Theatregoers in the UK are about to find out as Brown’s 2003 bestseller hits the stage for the first time next year. The book defied its critics, selling 100m copies despite being described by Salman Rushdie as “a novel so bad that it gives bad novels a bad name”.
Its plot, which involves the murder of the Louvre’s curator and the race to solve a series of baffling codes left beside his body, has been adapted by Rachel Wagstaff (Birdsong, The Girl on the Train) and Duncan Abel (The Girl on the Train).

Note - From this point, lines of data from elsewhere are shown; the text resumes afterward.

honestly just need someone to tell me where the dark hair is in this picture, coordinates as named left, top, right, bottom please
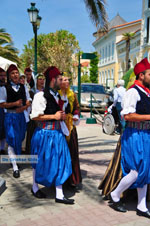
left=136, top=70, right=146, bottom=80
left=44, top=74, right=50, bottom=98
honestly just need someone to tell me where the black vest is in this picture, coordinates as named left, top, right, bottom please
left=44, top=90, right=61, bottom=115
left=5, top=83, right=26, bottom=110
left=134, top=86, right=150, bottom=115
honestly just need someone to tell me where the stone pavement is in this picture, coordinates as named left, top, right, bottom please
left=0, top=113, right=150, bottom=226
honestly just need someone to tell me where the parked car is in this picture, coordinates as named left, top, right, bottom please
left=70, top=85, right=78, bottom=93
left=80, top=83, right=109, bottom=112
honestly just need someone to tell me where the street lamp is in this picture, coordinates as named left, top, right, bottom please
left=27, top=2, right=42, bottom=76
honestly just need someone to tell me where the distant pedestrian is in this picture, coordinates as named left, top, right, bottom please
left=109, top=79, right=126, bottom=134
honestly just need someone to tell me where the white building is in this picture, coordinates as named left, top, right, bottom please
left=93, top=14, right=141, bottom=86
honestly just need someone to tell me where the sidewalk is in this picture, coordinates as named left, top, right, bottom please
left=0, top=115, right=149, bottom=226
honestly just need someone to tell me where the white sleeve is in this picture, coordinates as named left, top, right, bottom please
left=24, top=85, right=32, bottom=101
left=0, top=86, right=7, bottom=103
left=30, top=92, right=47, bottom=119
left=121, top=88, right=140, bottom=116
left=73, top=114, right=80, bottom=126
left=113, top=88, right=118, bottom=106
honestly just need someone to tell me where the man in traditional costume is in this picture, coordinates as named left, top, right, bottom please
left=110, top=58, right=150, bottom=218
left=0, top=64, right=30, bottom=178
left=30, top=66, right=74, bottom=204
left=0, top=68, right=6, bottom=154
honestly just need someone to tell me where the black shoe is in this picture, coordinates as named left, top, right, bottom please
left=55, top=196, right=74, bottom=204
left=13, top=170, right=20, bottom=178
left=0, top=149, right=6, bottom=155
left=136, top=209, right=150, bottom=218
left=31, top=188, right=46, bottom=199
left=109, top=194, right=127, bottom=213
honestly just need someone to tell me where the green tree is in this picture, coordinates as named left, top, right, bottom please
left=89, top=53, right=99, bottom=83
left=122, top=32, right=135, bottom=72
left=20, top=30, right=79, bottom=73
left=122, top=68, right=133, bottom=88
left=81, top=73, right=91, bottom=83
left=0, top=28, right=20, bottom=65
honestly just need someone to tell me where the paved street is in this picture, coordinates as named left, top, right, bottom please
left=0, top=113, right=150, bottom=226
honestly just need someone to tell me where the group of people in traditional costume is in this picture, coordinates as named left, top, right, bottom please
left=99, top=58, right=150, bottom=219
left=0, top=64, right=82, bottom=205
left=1, top=57, right=150, bottom=214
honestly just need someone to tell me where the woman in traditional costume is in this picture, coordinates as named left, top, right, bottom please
left=59, top=75, right=82, bottom=188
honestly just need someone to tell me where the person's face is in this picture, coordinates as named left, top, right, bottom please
left=142, top=69, right=150, bottom=87
left=25, top=71, right=32, bottom=81
left=19, top=77, right=25, bottom=85
left=37, top=77, right=45, bottom=89
left=54, top=75, right=62, bottom=90
left=61, top=76, right=70, bottom=90
left=0, top=71, right=6, bottom=84
left=9, top=70, right=20, bottom=84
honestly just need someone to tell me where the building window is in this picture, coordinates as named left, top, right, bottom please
left=111, top=69, right=114, bottom=79
left=105, top=46, right=107, bottom=62
left=108, top=44, right=111, bottom=61
left=102, top=48, right=104, bottom=63
left=99, top=72, right=101, bottom=84
left=102, top=71, right=104, bottom=84
left=108, top=70, right=110, bottom=79
left=99, top=50, right=101, bottom=64
left=105, top=71, right=107, bottom=84
left=112, top=42, right=114, bottom=59
left=147, top=17, right=150, bottom=43
left=148, top=0, right=150, bottom=8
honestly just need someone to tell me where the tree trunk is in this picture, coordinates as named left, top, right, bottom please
left=125, top=40, right=130, bottom=72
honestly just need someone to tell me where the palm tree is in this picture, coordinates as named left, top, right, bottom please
left=84, top=0, right=108, bottom=30
left=122, top=32, right=135, bottom=72
left=0, top=28, right=20, bottom=65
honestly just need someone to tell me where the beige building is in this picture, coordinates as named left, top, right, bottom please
left=93, top=14, right=141, bottom=87
left=140, top=0, right=150, bottom=60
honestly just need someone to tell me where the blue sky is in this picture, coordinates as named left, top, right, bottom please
left=0, top=0, right=142, bottom=55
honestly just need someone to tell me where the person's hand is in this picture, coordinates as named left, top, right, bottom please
left=73, top=117, right=78, bottom=121
left=15, top=99, right=22, bottom=107
left=61, top=111, right=66, bottom=121
left=16, top=106, right=24, bottom=113
left=55, top=111, right=63, bottom=120
left=26, top=100, right=31, bottom=107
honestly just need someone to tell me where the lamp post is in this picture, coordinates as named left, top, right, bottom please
left=77, top=52, right=81, bottom=107
left=27, top=3, right=42, bottom=76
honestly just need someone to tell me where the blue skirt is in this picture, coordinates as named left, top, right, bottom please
left=4, top=112, right=26, bottom=155
left=31, top=128, right=72, bottom=187
left=121, top=127, right=150, bottom=188
left=0, top=108, right=5, bottom=139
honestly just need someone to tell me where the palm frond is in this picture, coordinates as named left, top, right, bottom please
left=83, top=0, right=108, bottom=30
left=0, top=28, right=12, bottom=43
left=122, top=32, right=135, bottom=40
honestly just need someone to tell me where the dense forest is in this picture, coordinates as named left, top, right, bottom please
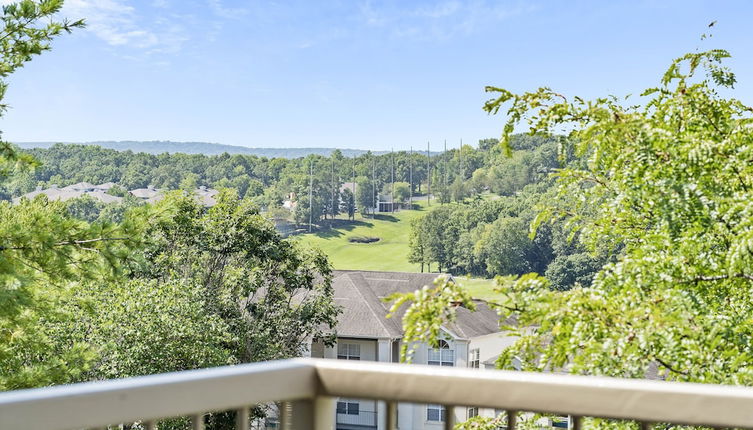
left=408, top=135, right=610, bottom=289
left=4, top=143, right=433, bottom=222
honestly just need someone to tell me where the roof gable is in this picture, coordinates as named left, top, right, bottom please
left=331, top=270, right=503, bottom=340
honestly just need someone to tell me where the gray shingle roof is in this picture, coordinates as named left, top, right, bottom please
left=87, top=191, right=123, bottom=204
left=130, top=187, right=162, bottom=199
left=61, top=182, right=98, bottom=191
left=332, top=270, right=503, bottom=340
left=194, top=187, right=219, bottom=207
left=12, top=188, right=122, bottom=204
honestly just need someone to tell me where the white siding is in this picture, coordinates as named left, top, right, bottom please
left=468, top=332, right=517, bottom=369
left=316, top=330, right=515, bottom=429
left=467, top=332, right=518, bottom=419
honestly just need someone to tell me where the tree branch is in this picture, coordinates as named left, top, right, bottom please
left=676, top=273, right=753, bottom=283
left=655, top=357, right=689, bottom=376
left=0, top=237, right=130, bottom=251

Luke Sheppard, whose previous work includes the musical version of The Secret Diary of Adrian Mole Aged 13 ¾ and the new West End jukebox musical & Juliet, will direct.
“I am thrilled that The Da Vinci Code is being adapted for the stage, and excited to see the unique potential of live theatre enhance this story,” said Brown. “The team making the production has been faithful to the book, but will also bring something new for the audience, in what is certain to be a gripping, fast-paced stage thriller and a thoroughly entertaining show.”
The news caps a big week for fans of Brown, after Eddie Izzard was cast in a US TV pilot of his 2009 blockbuster, The Lost Symbol.
The stage show will premiere on 3 April 2021 at the Churchill theatre in Bromley, London. Only then will audiences get to experience lines such as: “Almost inconceivably, the gun into which she was now staring was clutched in the pale hand of an enormous albino with long white hair.”